I moved to Charlotte right in the middle of its Golden Age. Hugh McColl and Ed Crutchfield two local good old boys had built not one but 2 international banking empires in the same town and it looked like there was no stopping them from becoming even bigger. Charlotte was calling itself the 2nd largest financial center in the US, second only to New York City. Most of the locals were reaping the benefits of the large dividends from Nations Bank and First Union. If you didn't work for one of the 2 banks you owned a good chunk of the stock.They both endorsed a brand new, young and charismatic mayor named Pat McCory and the 3 together got funding for ever thing Charlotte needed to be a great city. We were getting mass transit, the downtown was bringing back people after dark to a football stadium, new arena, dining and entertainment venues. The Arts & Science Council and United Way were receiving full funding from everyone. The local joke was that the official bird of Charlotte was the Building Crane. They were sighted all over town, in flocks. ...... Ken Thompson wasn't replaced with an insider and now that Ken Lewis is leaving the BofA board is also looking for an outsider. Charlotte has always had a fear of outsiders. "You aren't a native Charlottean are you?" was the first question a new neighbor was always asked. The mayor ran an ill-fated campaign for Governor so the last of the Charlotte Trinity is gone. Charlotte is a ship without a captain.

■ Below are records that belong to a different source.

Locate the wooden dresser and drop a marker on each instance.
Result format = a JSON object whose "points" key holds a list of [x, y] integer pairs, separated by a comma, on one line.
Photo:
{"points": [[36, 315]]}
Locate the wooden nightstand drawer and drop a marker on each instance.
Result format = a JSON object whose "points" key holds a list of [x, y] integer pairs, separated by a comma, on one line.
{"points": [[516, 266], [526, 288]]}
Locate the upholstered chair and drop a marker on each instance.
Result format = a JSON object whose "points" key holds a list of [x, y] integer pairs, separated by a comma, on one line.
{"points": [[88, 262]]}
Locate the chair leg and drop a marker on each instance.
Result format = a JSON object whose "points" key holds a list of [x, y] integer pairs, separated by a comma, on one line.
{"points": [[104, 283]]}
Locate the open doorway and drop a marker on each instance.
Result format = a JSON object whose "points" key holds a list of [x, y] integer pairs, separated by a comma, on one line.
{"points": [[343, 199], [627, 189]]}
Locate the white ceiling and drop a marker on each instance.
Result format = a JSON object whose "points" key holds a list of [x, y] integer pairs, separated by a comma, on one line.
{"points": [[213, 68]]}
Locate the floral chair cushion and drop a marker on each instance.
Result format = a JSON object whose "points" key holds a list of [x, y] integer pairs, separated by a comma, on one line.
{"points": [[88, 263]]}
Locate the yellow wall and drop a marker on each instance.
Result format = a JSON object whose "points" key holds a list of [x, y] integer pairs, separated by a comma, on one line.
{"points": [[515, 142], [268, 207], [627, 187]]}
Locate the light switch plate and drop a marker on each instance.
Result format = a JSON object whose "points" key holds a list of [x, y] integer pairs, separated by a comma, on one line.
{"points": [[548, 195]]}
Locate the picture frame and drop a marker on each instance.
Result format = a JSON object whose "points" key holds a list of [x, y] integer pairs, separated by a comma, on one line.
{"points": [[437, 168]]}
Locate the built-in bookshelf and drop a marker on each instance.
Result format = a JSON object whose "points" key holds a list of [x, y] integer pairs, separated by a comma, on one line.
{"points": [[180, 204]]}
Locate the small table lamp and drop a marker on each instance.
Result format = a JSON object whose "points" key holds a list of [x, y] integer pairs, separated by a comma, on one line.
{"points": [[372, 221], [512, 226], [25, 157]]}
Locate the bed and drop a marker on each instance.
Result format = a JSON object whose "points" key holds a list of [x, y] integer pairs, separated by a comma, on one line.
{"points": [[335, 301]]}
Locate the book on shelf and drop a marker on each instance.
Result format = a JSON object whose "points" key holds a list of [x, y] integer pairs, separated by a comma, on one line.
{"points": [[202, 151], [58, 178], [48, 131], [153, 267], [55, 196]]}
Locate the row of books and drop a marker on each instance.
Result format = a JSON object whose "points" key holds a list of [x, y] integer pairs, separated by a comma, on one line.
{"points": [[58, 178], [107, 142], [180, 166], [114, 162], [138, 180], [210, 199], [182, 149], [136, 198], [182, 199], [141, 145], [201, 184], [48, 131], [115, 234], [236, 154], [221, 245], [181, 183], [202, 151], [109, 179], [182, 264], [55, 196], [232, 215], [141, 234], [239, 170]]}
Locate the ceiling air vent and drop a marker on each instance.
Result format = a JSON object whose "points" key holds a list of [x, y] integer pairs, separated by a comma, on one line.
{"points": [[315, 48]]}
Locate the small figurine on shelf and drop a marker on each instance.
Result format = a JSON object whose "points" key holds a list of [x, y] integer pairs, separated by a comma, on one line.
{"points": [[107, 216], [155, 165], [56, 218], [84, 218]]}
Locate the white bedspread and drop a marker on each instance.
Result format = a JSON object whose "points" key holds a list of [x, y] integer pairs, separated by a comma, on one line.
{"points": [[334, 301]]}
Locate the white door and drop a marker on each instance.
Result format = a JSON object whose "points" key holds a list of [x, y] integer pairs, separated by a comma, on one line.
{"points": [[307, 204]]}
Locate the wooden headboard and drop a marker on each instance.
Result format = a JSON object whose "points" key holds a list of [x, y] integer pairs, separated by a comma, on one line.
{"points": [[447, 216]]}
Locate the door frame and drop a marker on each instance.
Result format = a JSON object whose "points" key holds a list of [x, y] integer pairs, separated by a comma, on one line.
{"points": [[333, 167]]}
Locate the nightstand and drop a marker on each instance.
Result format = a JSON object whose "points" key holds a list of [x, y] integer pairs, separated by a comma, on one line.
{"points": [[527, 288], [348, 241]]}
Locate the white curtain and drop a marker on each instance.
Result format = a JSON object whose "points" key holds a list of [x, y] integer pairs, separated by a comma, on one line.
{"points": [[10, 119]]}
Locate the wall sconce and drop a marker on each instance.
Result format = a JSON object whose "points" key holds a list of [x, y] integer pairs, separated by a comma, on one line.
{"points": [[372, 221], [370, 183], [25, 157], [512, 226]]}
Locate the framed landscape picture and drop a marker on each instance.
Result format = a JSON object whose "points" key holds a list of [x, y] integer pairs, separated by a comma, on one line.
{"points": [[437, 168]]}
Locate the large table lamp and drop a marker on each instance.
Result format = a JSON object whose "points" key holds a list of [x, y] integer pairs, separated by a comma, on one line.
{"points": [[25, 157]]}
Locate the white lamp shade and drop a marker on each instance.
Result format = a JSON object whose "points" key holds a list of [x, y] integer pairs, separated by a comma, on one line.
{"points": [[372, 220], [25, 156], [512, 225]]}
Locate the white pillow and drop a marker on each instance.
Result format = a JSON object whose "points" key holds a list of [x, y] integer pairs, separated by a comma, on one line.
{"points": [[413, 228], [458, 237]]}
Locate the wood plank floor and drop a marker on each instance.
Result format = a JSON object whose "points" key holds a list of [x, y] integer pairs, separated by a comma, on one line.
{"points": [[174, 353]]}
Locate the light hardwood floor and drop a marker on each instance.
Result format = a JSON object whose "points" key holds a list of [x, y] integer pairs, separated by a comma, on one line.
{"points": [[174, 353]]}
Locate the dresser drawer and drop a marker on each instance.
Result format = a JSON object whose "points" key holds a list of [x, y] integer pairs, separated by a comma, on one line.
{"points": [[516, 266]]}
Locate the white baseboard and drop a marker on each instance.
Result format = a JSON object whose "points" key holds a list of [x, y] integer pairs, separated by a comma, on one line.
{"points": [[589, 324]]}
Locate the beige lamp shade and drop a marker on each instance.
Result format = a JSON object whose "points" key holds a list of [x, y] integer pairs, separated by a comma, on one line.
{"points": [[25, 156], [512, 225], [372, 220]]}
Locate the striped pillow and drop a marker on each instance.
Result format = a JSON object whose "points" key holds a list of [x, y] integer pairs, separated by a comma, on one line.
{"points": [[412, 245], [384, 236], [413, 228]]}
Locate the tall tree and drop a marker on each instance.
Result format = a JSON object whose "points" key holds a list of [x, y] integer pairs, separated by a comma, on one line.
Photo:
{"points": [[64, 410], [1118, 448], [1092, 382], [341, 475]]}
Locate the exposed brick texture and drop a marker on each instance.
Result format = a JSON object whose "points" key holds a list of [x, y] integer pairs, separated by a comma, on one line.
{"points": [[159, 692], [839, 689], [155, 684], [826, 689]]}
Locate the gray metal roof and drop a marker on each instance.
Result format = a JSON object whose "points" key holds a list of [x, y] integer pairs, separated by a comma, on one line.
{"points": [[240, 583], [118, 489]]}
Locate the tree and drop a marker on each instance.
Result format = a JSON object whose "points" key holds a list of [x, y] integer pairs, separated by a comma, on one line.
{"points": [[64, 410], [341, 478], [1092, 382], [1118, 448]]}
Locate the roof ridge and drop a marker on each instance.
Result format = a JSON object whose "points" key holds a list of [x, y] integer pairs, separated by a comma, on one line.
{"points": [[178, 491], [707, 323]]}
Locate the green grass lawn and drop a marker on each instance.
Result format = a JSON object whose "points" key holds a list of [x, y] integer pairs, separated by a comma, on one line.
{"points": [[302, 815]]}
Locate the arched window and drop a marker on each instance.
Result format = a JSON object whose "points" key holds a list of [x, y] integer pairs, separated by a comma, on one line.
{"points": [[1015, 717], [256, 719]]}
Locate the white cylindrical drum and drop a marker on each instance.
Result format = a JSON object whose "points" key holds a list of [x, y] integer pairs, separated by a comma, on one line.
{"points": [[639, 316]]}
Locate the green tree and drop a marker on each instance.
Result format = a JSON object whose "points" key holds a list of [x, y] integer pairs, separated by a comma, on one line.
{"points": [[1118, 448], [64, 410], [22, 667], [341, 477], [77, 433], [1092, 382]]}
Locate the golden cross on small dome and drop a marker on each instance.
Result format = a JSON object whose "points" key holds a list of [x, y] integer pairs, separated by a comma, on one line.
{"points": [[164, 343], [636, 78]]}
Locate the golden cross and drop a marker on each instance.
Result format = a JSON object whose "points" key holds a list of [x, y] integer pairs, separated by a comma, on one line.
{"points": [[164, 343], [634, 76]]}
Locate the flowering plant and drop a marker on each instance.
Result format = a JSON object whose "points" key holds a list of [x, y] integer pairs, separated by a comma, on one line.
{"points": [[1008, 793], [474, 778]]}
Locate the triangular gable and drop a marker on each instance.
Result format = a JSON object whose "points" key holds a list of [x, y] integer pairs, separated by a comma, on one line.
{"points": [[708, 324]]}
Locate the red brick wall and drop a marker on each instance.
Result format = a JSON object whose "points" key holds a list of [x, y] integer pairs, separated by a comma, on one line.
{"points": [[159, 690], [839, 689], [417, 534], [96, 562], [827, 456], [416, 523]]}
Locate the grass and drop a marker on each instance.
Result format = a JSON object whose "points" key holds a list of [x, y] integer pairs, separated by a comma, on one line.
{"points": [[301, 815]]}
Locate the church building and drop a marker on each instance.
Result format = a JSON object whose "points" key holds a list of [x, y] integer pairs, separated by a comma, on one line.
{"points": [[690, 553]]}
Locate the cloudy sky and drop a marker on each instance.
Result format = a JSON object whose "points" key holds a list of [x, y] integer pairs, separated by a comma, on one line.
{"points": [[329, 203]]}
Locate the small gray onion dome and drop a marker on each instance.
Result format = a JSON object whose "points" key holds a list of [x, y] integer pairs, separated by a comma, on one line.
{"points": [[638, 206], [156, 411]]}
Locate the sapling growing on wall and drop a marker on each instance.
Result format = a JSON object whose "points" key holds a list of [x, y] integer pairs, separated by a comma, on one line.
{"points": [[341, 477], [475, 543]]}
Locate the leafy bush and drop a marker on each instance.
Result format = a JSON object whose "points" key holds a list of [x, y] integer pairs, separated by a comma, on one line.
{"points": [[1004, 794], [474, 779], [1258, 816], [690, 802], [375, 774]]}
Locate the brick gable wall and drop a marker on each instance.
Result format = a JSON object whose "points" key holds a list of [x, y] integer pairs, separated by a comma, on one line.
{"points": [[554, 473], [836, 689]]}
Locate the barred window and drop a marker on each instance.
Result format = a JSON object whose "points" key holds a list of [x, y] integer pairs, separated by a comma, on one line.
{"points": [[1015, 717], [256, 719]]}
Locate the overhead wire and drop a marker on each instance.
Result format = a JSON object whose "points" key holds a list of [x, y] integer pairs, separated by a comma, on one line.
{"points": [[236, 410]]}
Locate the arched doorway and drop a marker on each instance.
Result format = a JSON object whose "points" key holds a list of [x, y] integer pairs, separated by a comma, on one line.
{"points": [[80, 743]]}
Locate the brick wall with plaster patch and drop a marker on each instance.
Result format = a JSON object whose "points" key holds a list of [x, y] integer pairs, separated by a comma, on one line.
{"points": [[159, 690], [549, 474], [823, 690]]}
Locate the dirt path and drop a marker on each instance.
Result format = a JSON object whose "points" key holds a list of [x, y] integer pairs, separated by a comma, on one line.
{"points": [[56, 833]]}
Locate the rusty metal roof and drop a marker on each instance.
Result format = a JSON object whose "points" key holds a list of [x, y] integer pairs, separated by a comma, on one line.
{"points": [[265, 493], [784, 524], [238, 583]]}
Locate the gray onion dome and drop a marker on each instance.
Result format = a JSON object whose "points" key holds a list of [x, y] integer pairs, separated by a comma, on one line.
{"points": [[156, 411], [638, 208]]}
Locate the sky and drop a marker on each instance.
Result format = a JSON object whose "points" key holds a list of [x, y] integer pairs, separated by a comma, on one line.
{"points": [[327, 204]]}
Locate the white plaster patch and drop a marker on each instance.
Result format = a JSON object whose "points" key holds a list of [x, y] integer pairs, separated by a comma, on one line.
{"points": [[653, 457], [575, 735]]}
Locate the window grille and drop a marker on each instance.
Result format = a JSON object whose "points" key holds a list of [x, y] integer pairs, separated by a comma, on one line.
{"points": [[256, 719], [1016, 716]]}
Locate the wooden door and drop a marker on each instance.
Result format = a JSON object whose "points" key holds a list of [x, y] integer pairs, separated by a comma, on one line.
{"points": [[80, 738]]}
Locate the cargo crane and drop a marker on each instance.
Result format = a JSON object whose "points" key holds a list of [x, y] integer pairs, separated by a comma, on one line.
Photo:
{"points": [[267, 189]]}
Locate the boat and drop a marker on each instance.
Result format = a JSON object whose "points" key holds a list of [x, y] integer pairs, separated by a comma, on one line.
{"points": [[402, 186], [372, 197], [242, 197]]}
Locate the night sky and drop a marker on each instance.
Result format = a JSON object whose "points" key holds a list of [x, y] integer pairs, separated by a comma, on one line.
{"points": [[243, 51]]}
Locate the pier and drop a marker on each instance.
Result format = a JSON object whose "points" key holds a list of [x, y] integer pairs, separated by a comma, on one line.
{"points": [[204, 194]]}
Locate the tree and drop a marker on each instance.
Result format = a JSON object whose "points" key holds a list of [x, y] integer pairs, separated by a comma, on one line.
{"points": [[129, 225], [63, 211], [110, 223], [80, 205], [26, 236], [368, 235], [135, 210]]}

The popular theory is that local tolerance lends itself to economic growth. I've been the outsider in a lot of American boomtowns. Too much is made of the parochial Rust Belt. I read about brain drain anxiety in Boston and in the Front Range of Colorado. The running joke while I was visiting Youngstown is that returning Rust Belt refugees would be greeted with the epithet of carpetbagger. Charlotte wasn't particularly welcoming to outsiders. You can ask my relatives.
The fuel for Charlotte's growth was the ability of the triumvirate to do just about anything it wanted. There weren't any political legacy costs. This is the China strategy for city building. This is the Texas advantage, a state with seemingly endless frontier spaces. I'm looking for the same political geography developing in the Rust Belt. Detroit might get there. But I've found it in full flower in Youngstown.